Use the grok filter to parse the log lines and extract the timestamp to a separate field. Feed that field to the date filter. It'll parse and store the timestamp in the @timestamp field which always is UTC.
We have below pattern defined to parse the log message
CF_DIRECT_PULL_FORMAT %{TIMESTAMP_ISO8601:timestamp} [%{CF_LOG_TYPE}]%{SPACE}%{WORD}%{SPACE}([%{CF_WLP_LOG_LEVEL:loglevel}%{SPACE}])?%{GREEDYDATA:details}
We have two fields in the viewlet to display the logs in Kibana dashboard.
First field is @timestamp and second is message.
I want to modify the timestamp in message filed to UTC format.
Split original message field to timestamp and sub_message with grok:
grok {
match => [ "message", "%{TIMESTAMP_ISO8601:timestamp} %{GREEDYDATA:sub_message}" ]
remove_field => [ "message" ]
}
Parse timestamp field with date filter.
Create new field message from @timestamp and sub_message:
if [sub_message] {
mutate {
add_field => { "message" => "%{@timestamp} %{sub_message}" }
}
}
Can we have multiple grok statements in conf file, because I already have below
grok {
match => {"details" => "[DWPerf-%{WORD}][UN-%{GREEDYDATA:userid}][SI-%{GREEDYDATA:sessionid}]%{GREEDYDATA:details}%{NUMBER:elapsed_time}s"}
overwrite => [ "details" ]
}
mutate {
convert => { "elapsed_time" => "float" }
}
Where's your date filter? That's what converts your UTC-5 timestamp into UTC so that you can put it back into message.

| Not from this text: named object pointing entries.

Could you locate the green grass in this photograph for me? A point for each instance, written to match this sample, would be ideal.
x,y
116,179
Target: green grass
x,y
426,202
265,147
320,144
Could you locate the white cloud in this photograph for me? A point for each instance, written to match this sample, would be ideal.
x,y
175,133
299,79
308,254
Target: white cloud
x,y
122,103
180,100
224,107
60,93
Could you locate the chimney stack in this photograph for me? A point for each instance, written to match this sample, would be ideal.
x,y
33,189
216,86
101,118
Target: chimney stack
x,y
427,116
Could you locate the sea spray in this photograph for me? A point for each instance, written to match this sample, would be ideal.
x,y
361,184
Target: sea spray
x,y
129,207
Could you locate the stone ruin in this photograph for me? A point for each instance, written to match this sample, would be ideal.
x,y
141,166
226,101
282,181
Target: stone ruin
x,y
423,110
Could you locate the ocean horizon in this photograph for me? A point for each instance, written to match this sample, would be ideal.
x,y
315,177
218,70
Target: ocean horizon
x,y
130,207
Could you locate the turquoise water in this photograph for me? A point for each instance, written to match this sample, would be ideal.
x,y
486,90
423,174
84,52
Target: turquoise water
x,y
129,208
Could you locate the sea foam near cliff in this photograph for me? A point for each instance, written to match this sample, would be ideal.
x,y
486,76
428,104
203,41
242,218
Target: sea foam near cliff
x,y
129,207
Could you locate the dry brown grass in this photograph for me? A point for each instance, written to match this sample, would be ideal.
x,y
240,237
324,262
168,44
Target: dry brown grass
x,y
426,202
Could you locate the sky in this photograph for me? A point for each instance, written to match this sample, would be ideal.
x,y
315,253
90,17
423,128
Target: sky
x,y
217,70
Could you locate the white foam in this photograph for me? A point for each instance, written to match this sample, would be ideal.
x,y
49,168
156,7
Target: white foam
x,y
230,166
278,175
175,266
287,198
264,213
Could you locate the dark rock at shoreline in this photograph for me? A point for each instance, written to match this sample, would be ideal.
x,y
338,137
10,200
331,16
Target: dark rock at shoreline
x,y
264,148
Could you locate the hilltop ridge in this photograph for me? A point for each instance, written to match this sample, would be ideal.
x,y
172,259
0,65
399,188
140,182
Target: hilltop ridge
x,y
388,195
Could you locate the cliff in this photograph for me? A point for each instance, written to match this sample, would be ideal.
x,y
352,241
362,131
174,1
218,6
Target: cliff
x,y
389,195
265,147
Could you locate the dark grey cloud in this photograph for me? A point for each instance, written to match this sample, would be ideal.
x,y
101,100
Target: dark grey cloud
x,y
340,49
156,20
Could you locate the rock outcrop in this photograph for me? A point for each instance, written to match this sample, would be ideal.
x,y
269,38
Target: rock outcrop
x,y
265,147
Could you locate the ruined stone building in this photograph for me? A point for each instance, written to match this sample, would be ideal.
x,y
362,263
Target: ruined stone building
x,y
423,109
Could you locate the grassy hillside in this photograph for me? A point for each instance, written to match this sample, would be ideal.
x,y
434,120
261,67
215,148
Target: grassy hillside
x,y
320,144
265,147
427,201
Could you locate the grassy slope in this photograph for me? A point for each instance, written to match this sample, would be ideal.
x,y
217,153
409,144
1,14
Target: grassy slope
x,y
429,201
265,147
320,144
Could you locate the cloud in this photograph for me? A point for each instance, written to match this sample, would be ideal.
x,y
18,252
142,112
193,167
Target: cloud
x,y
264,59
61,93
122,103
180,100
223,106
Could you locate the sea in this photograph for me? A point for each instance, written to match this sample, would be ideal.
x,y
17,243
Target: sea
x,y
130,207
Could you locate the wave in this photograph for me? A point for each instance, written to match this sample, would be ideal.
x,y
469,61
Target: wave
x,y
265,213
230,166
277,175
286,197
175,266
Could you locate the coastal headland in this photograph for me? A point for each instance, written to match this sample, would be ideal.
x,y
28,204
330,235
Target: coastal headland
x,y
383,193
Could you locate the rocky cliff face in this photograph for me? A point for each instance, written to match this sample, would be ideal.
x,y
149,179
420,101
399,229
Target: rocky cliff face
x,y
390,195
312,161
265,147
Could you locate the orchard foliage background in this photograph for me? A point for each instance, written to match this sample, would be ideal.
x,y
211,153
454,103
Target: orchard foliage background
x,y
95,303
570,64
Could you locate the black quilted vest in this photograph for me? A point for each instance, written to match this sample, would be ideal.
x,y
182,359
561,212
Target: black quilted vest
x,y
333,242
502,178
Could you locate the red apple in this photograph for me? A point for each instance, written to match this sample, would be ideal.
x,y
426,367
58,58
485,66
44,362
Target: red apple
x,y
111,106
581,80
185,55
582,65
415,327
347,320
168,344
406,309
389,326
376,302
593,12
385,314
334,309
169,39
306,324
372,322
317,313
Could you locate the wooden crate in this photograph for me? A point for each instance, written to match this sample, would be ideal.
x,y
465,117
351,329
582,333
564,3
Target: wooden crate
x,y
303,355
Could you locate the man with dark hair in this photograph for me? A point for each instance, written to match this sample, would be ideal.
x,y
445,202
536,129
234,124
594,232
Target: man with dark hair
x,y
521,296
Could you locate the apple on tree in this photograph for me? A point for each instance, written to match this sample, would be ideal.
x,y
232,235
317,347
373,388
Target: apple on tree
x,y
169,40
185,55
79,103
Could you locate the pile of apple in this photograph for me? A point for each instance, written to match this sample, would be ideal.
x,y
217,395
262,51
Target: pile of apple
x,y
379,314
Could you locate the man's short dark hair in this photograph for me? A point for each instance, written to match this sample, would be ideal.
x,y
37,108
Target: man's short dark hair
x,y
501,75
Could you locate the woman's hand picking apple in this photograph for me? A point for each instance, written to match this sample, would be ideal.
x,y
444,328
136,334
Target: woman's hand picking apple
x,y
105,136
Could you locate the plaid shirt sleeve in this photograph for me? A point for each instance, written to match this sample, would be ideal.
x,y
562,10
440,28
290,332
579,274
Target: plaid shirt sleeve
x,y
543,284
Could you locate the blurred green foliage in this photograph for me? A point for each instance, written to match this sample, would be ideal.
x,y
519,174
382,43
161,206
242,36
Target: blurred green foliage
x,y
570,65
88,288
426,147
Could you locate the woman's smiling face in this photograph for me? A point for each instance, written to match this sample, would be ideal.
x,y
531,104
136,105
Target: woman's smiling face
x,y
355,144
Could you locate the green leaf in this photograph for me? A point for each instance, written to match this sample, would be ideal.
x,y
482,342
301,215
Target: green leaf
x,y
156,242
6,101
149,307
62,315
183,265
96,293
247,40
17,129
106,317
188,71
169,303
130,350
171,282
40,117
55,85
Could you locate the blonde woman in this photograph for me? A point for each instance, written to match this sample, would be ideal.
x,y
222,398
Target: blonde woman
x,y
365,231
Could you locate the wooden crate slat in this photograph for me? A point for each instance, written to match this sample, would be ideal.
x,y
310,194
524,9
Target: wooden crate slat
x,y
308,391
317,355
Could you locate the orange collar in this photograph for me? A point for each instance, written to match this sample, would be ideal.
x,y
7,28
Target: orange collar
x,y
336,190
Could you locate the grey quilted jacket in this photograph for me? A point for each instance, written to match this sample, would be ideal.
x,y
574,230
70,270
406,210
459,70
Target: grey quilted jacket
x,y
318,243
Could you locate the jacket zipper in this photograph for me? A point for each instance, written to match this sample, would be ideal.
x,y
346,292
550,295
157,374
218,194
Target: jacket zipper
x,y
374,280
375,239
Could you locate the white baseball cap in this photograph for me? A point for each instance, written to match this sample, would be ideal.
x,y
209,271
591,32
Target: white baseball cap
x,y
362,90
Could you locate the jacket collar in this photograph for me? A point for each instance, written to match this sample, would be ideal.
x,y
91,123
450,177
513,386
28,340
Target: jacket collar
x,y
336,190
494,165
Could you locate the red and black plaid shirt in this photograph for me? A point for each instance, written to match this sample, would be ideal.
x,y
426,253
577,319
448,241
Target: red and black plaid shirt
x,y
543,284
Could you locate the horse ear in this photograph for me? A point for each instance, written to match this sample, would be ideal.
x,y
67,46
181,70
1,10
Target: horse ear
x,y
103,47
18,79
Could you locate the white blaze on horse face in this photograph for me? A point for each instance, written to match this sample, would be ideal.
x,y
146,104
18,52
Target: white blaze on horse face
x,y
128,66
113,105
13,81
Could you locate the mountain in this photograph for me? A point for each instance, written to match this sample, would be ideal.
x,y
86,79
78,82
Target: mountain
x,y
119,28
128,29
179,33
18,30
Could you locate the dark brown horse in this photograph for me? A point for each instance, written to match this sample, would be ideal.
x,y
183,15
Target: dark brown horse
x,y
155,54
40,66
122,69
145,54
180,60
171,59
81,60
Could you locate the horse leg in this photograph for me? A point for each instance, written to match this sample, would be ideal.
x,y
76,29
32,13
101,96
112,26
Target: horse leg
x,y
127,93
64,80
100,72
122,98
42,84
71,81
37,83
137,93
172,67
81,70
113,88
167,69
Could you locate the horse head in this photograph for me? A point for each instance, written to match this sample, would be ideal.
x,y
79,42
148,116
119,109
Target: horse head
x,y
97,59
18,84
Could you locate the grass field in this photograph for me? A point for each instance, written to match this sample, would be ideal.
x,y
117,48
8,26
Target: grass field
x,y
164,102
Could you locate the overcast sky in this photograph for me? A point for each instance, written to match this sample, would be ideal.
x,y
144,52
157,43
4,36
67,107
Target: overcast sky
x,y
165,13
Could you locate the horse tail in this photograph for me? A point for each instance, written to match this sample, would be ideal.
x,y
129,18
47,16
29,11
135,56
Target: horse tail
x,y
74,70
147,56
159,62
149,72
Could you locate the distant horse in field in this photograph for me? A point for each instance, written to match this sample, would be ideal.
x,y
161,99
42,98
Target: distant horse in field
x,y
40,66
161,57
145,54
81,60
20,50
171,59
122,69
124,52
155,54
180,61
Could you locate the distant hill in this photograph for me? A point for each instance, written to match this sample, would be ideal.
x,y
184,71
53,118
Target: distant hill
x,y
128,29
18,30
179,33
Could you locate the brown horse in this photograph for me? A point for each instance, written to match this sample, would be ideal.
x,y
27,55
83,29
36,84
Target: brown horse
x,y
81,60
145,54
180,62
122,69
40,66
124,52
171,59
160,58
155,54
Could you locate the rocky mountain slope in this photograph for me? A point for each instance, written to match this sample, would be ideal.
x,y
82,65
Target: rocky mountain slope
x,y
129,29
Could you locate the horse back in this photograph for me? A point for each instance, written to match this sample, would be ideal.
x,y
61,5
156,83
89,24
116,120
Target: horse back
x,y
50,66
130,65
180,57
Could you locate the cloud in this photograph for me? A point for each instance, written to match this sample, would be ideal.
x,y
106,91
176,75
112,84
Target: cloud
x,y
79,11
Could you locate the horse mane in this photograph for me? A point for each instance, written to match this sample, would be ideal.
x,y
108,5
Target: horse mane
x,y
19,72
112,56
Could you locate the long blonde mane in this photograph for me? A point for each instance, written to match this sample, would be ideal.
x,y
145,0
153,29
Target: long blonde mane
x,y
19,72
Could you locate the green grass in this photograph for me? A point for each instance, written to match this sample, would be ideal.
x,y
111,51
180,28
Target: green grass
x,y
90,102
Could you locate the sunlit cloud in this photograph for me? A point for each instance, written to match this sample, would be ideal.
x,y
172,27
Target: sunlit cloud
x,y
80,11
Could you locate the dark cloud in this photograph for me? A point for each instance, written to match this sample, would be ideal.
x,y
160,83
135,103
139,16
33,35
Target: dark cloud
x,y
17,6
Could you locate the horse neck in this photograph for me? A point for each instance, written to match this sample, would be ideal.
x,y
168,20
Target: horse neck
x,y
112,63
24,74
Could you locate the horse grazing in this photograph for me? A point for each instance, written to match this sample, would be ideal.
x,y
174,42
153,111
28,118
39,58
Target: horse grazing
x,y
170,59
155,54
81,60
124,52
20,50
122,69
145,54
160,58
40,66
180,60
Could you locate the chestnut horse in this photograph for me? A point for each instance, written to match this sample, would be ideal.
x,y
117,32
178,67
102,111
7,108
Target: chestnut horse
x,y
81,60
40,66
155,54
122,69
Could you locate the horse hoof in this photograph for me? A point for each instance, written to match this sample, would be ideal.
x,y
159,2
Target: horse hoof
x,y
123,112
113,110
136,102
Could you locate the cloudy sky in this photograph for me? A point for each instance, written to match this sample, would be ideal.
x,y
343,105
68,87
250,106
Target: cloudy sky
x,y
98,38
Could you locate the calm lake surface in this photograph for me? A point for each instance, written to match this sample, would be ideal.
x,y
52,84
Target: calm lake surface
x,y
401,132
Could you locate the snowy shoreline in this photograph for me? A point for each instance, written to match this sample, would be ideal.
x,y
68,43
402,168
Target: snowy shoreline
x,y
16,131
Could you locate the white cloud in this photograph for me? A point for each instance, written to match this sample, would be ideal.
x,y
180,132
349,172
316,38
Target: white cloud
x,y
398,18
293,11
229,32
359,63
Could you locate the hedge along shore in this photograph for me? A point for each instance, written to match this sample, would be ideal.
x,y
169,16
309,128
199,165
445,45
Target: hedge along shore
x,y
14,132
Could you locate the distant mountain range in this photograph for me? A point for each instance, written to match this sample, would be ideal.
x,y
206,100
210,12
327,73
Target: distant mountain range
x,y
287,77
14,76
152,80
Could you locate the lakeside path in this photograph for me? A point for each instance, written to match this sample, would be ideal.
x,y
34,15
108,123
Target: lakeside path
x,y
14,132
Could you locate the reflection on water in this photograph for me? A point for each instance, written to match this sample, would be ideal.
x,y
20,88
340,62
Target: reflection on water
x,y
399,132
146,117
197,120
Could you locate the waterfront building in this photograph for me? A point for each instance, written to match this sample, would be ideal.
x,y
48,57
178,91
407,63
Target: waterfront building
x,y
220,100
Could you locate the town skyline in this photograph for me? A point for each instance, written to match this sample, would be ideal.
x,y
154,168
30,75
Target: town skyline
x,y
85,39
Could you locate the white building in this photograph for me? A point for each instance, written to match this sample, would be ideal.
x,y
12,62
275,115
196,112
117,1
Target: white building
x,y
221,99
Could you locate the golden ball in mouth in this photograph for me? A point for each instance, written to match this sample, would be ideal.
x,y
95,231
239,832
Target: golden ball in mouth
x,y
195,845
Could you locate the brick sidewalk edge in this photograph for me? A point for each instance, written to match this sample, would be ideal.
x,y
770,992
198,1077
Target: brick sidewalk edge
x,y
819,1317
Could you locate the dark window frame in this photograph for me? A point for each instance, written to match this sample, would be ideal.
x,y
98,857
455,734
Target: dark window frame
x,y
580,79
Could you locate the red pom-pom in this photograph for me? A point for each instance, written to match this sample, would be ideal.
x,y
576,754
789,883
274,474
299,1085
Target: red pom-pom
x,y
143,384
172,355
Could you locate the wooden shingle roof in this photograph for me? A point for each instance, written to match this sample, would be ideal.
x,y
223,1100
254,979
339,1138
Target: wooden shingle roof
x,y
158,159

CF_DIRECT_PULL_FORMAT2 is the name of a grok pattern but you're treating it like the name of a field.
Don't post screenshots from Kibana. Post the output from a stdout { codec => rubydebug } output. ES and Kibana will only distract you. Reintroduce them when you've verified that the events looks as expected.
When you use add_field on the message field you'll actually turn that field into an array that'll contain both the original value and the new value. Use replace instead.
Follow Kirill's example more closely. Except for the add_field thing his example looks perfectly correct.